People who struggle with chronic kidney disease often find themselves skipping sleep, both voluntarily and involuntarily. Their struggles leave them facing numerous sleep disorders, which can hamper their ability to get solid sleep each night. The effects that kidney disease can have on sleep are well documented in many cases. Many sleep disorders coincide with multiple stages of kidney disease, from initial diagnosis, through progression and end-stages of the ailment. Here are some things you should know if you care for someone with chronic kidney disease.
Your body needs your kidneys in order to stay alive. They filter out everything that goes through your body, plus they help to keep your blood clean. When your kidneys do not function properly, toxins build up in your body. This can make you very sick, plus it can make it to where you develop other disorders. One of the first types of disorders that commonly follows a diagnosis of kidney disease is sleep disorders. This can lead to periods where you start skipping sleep because you simply cannot sleep when you try.
Every part of your body struggles when your kidneys begin to fail. The kidneys are not able to pull the right things out of the blood, which then get deposited elsewhere in the body. This can cause your body to struggle from both the effects of the deposits, and the effects of not having the right nutrients pulled out of the blood. One example of this is an increase in restless leg syndrome from the body not having enough iron to function properly. The more sleep you get, the slower these effects are to impact your quality of life.
Insomnia is one of the most common sleep disorders that lead those with chronic kidney disease to begin skipping sleep. They go to lie down, and no matter how hard they try, they cannot sleep. Sometimes it is due to pain or discomfort, while other times it is due to the body not responding the way it should. Any disease that affects your kidneys affects the rest of your body, too. Since they are the body’s filter, your body has to struggle to compensate in other ways when the kidneys do not work properly. This can make it difficult to sleep.
Another common sleep disorder that can lead to missed sleep is obstructive sleep apnea, or OSA. OSA makes it difficult to breathe, since whenever you go to sleep, a part of your body obstructs the airway. That is where the name comes from. Research has found a strong correlation between people who struggle with kidney problems and those who struggle with OSA. If you have one, you may want to get checked to see if you have the other.
You may also struggle with sleeping at the right times when you have chronic kidney disease. One of the effects of skipping sleep that you may not be aware of is the mixing up of your circadian rhythms. This means that your body starts skipping sleep at night, opting to do it during the day. It forgets when the right time to sleep actually is. Your body is then constantly trying to play catch up when this happens, which can make your ailments worse.
When you begin skipping sleep, your body tries to overcompensate through other means. This can include trying to react more quickly when something seems awry in your body.
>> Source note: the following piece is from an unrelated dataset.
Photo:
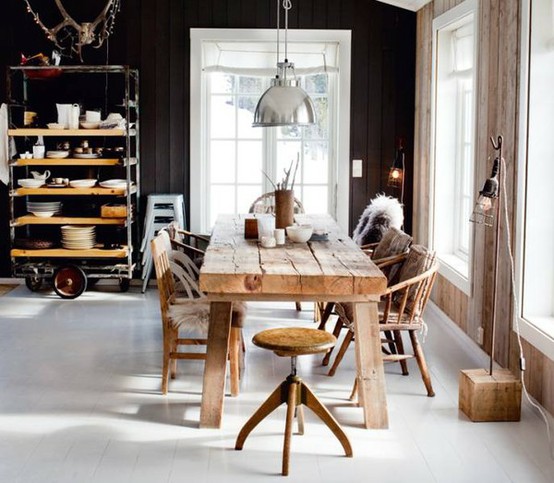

While a quick response is often a good thing, it can lead to issues when you also struggle with chronic kidney disease. When your kidneys do not function properly, you can wind up with too much carbon dioxide in your body. This is something that both your lungs and your kidneys will try and overcompensate for when you have been skipping sleep. This can leave you facing what is called hypoventilation, which is when your body takes out the low levels of carbon dioxide it is used to functioning with. This is difficult for your body to recover from. Plus, it can cause your oxygen levels to bounce around instead of staying steady.
If you have been skipping sleep at night, it could also result in you needing more sleep during the daytime to function. This is known as hypersomnia. Your inability to breathe properly can leave you facing daily exhaustion. This can impair how you function during the day during all of your activities, including focusing, driving, and working. Skipping sleep can lead you to act similarly to someone who is drunk, becoming a danger to yourself and those around you.
When skipping sleep impacts your daily life, it is time to get some help. What you should do is seek out someone who has the experience and training to help. Here at Mark Levy, DDS, we can help you manage the symptoms of OSA. This can make it easier for you to sleep, which can make managing your chronic kidney disease easier.
What we do when you come in is test you for the signs and symptoms of sleep apnea. If you do have it, in any form, we can help you. What we use is an oral appliance. It is customized to your mouth, and is wearable whenever you sleep. It helps to pull your bottom jaw forward a bit when you sleep. That way, instead of skipping sleep from this sleep disorder, you can go back to sleeping soundly at night.
You do not need to live a life where skipping sleep is your normal. There are things that you can do to help your body as it struggles with chronic kidney disease. Sleep disorders may disrupt your ability to manage your ailment. However, when you manage those disorders, they often help you manage your kidney issues to some extent as well.